『北の国から』『鉄道員』の舞台、過去のものに? JR北海道、3線区廃止の場合

2016年10月25日、JR北海道が3線区を廃止する方針であるとメディアが報じました。挙げられた線区には、映画やテレビドラマに登場した舞台が複数存在しています。廃止が現実になれば、劇中の光景も過去のものになりそうです。

黒板五郎、純、蛍が、初めて富良野に降り立ったが消える?

 2016年10月25日(火)、JR北海道が特に利用の少ない3線区を廃止し、バス転換する方向で沿線自治体と協議する方針を固めたと、複数のメディアが報じました。

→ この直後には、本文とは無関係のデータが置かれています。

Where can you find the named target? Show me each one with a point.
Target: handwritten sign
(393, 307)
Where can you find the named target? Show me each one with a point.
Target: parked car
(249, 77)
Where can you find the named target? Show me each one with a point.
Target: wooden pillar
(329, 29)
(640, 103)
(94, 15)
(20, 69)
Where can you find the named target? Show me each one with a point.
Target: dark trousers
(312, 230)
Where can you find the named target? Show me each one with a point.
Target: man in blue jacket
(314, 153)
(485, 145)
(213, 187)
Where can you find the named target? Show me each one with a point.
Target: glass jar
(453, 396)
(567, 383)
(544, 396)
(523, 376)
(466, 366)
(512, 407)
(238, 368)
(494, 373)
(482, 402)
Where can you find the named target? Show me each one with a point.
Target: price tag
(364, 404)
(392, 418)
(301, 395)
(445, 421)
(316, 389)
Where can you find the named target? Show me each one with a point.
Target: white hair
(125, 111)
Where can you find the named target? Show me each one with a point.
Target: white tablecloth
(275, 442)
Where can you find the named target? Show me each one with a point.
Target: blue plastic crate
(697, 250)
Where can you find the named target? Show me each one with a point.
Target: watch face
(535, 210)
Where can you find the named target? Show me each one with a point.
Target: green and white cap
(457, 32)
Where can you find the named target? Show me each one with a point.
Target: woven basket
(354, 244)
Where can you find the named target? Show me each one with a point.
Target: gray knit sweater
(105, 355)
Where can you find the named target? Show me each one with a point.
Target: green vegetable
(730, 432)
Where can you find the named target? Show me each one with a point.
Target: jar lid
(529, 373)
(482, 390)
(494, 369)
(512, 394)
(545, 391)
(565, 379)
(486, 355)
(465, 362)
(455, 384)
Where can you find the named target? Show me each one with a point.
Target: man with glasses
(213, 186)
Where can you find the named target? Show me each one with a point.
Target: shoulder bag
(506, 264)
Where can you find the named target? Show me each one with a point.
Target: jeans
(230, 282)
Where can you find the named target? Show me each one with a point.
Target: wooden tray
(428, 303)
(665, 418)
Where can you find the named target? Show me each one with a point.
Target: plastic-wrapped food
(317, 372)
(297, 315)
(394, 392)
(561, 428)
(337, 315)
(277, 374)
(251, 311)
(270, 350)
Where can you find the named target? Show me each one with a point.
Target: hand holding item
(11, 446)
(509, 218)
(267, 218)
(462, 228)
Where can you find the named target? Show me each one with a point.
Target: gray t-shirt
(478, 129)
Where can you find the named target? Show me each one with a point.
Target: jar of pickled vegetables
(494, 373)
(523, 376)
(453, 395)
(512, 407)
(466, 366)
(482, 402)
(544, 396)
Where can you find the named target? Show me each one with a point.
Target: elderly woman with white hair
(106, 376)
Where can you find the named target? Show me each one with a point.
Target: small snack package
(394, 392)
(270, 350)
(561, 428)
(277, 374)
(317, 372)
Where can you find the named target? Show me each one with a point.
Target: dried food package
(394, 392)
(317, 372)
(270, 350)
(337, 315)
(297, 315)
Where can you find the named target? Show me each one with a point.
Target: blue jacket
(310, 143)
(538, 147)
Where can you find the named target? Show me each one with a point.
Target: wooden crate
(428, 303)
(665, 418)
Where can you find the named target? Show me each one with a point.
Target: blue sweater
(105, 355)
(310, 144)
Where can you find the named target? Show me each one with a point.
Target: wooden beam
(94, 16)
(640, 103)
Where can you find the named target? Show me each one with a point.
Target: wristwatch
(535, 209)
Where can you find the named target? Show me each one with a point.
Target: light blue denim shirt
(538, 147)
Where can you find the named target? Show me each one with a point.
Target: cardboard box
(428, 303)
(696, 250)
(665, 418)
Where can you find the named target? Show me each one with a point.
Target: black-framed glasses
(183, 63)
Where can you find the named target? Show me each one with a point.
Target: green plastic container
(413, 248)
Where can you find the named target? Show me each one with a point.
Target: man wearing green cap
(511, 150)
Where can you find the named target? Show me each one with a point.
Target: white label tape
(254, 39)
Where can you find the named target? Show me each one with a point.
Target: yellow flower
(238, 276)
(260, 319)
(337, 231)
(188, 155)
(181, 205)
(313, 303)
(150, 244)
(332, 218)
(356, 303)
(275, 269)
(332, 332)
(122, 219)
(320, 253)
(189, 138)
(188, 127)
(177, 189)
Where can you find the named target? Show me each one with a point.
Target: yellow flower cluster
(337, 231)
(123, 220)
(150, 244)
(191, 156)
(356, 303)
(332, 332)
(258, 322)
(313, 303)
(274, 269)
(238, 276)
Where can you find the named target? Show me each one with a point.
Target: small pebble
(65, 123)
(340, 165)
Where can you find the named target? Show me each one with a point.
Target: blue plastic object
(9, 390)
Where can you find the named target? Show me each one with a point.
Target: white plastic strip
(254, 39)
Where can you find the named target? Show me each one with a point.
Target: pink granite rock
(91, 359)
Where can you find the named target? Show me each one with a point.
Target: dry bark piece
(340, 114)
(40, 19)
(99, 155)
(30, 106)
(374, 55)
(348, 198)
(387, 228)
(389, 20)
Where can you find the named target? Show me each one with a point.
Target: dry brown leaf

その3線区は次のとおりです。

・根室本線:富良野~新得(1430円、152人)
・留萌本線:深川~留萌(1316円、183人)
・札沼線:北海道医療大学~新十津川(1909円、79人)

 カッコ内は、100円の営業収入を得るために必要な営業費用を意味する「営業係数」(円、2014年度)と、1kmあたりの1日平均輸送人員を表す「輸送密度」(人、2015年度)です。

 JR北海道は輸送密度が500人級である場合、燃料費や乗務員経費など輸送に直接必要な経費を賄えないとしていますが、今回挙がった3線区は、輸送密度が200人未満で特に利用が少ない状況です。

 これら線区のなかには、映画やテレビドラマに登場した駅が含まれています。廃止が現実になると、物語と同じように列車が駅を発着する光景も過去のものになりそうです。

富良野市の根室本線・布部駅前に掲げられている倉本 聰さん直筆の「北の国 此処に始まる」看板(写真出典:photolibrary)。

 根室本線の富良野~新得間には、1981(昭和56)年から始まったテレビドラマ『北の国から』で物語の“出発点”となった布部駅(北海道富良野市)が存在。テレビシリーズ第1話で、主演の田中邦衛さん演じる黒板五郎はじめ純、蛍の3人が初めて富良野に降り立ち、親戚の草太兄ちゃんと合流したのがこの駅でした。駅前には作者、倉本 聰さん直筆の「北の国 此処に始まる」と書かれた木製の看板があります。